E ancora, la Commissione colga l’occasione per farsi promotrice di un grande dibattito nazionale e internazionale sulla scienza medica, sulle sue peculiarità e sul suo stato attuale, sulla gestione delle emergenze sanitarie, e più in generale sui limiti della scienza, intesi come limiti interni e come limitazioni che la politica avrebbe il diritto (e il dovere) di porle, sui rapporti fra scienza ed etica, sul senso della libertà personale in relazione alla onnipervasiva tecnificazione, rilanciando una filosofia della libertà della quale c'è oggi bisogno più che in qualsiasi altra epoca storica e che il governo italiano sta applicando, pur tra mille difficoltà, a molti settori della vita nazionale.

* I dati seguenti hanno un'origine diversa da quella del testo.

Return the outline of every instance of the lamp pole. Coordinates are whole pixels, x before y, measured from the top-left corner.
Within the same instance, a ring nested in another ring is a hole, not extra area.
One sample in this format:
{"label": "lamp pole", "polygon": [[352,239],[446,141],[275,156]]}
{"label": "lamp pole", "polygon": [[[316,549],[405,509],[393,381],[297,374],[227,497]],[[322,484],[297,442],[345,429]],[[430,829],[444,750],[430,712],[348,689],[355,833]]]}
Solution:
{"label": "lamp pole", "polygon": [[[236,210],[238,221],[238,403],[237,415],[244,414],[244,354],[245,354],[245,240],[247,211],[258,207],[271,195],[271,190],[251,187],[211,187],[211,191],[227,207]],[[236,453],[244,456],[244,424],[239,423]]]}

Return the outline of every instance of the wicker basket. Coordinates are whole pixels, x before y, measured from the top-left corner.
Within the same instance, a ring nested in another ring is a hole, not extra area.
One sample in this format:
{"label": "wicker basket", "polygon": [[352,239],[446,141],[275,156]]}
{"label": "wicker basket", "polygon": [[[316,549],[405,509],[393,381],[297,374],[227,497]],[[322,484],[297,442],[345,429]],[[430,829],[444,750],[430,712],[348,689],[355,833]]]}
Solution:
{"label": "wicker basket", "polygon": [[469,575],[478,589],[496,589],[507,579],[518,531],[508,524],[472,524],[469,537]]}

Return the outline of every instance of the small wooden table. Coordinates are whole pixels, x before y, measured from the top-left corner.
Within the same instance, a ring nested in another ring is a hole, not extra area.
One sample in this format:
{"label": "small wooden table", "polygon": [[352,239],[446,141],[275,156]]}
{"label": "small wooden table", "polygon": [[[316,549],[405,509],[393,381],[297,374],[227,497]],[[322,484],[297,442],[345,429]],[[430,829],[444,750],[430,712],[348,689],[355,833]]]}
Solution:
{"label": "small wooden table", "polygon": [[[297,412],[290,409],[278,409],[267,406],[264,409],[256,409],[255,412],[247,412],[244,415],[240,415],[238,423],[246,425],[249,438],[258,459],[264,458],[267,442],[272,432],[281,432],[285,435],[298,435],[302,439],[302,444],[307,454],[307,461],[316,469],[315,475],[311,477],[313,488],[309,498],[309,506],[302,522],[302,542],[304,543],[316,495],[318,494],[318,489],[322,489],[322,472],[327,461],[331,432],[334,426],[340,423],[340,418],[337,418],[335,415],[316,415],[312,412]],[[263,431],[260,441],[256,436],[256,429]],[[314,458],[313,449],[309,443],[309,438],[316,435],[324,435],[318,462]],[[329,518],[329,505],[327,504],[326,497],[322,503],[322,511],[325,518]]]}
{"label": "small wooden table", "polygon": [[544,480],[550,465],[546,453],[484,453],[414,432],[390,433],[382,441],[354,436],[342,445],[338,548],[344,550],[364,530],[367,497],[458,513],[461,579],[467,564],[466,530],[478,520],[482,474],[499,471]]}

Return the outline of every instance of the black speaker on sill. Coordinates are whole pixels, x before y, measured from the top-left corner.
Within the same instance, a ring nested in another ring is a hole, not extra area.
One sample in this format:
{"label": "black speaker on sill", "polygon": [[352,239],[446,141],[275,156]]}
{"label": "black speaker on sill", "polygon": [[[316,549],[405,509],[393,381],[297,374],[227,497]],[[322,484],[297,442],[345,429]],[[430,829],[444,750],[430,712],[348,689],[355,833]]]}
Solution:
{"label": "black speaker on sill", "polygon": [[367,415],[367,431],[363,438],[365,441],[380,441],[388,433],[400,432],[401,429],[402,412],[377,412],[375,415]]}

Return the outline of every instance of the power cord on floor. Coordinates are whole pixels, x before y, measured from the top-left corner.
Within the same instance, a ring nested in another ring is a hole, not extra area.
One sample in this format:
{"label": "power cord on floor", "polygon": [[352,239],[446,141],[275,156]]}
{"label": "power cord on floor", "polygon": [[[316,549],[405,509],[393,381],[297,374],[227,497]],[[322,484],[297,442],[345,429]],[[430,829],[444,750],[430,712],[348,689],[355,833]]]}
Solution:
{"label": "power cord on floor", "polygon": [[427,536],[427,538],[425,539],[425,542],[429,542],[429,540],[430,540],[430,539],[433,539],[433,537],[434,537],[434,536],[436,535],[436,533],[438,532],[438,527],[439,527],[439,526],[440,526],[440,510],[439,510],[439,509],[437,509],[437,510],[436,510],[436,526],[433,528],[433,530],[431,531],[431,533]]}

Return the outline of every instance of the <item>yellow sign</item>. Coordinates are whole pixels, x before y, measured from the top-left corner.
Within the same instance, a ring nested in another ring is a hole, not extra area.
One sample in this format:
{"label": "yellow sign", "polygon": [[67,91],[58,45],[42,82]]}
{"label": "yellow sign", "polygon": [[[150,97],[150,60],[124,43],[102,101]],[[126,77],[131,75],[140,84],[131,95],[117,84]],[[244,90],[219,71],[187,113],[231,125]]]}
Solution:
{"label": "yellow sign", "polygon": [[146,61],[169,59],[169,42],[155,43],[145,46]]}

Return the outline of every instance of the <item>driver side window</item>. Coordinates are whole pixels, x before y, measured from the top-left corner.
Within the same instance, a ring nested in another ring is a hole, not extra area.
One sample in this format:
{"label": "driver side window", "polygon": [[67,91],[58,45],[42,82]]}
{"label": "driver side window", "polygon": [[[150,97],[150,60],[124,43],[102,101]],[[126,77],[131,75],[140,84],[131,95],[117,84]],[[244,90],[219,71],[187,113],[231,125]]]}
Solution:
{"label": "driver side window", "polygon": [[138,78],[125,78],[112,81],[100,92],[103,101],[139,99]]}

Così, la promessa mantenuta da Giorgia Meloni – tanto più apprezzabile in quest'epoca di vaniloquio – potrà da un lato essere da esempio per altri paesi con governi orientati sui princìpi della libertà, e dall'altro costituire il presupposto per un risultato di portata internazionale, che vedrebbe l’Italia fungere da anticipatrice di un nuovo corso nella gestione delle emergenze pandemiche e sanitarie generali, un nuovo orientamento che, salvaguardando la libertà individuale di scelta sanitaria nel quadro di una società appunto liberaldemocratica e difendendo l’identità nazionale come pietra angolare della comunità mondiale, rivendichi un sovranismo sanitario, cioè una quanto più possibile ampia autonomia decisionale nazionale e individuale, e che quindi si liberi dalle imposizioni dell’OMS pur tenendo con quest’ultima un rapporto istituzionale inappuntabile.